Consider if the law followed by Maine and Nebraska were in place in 2012.
That would put Romney in the lead--though not at a win.
Now, if I recall correctly, in Nebraska and Maine, the OTHER two electoral votes go to the "overall" statewide winner.
Romney won 24 states in 2012, which would have given him 48 more electoral votes if the Nebraska/Maine model were followed.
226+48=274 Electoral votes.
Valerie's man-child was able to seize 26 states plus the DC region. That would net her team 55 EVs.
209+55=264.
Romney would be the one working to rebuild America, instead of Hussein doing Val's bidding in destroying the republic.
Pure democracy is two wolves and a sheep voting on what to have for dinner.
A democracy cannot exist as a permanent form of government. It can only exist until the voters discover that they can vote themselves money from the Public Treasury. From that moment on the majority always votes for the candidates promising the most benefits from the Public Treasury with a result that a democracy always collapses over loose fiscal policy always followed by dictatorship. The average age of the worlds greatest civilizations has been 200 years. Sir Alexander Fraser Tyler Decline and Fall of the Athenian Republic
I wonder how that would have worked in Bush and Clinton years too.
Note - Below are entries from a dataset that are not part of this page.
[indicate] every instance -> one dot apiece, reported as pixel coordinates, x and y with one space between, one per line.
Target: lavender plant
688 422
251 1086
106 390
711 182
We should also oppose winner-take-all states in primaries. It should be district by district goes to the district winner. Blue states are winner-take-all, they vote for the more liberal republican, they allow cross-over voting, and they tilt the victory toward the establishment.
There are three basic systems as state can use, with some degree of vaitiaon in each:
1. Winner-take-all, the system most states use. If you carry the state, you get all the electoral votes.
2. The district system, which Nebraska and Maine use. If you carry the state, you get the two “at large” electors, but the candidate that carries each congressional district gets that district’s elector.
3. Proportional representation, which I don’t believe any state uses. Simply put, if you get 51 percent of the votes, you get a slight majority of the electors. if you get 60 percent, you get 3/5 of the electors (or as close as they can get to that.)
Constitutionally, it is up to the legislature of each state to determine how electors shall be chosen. (They could just do it themselves, if they so chose.)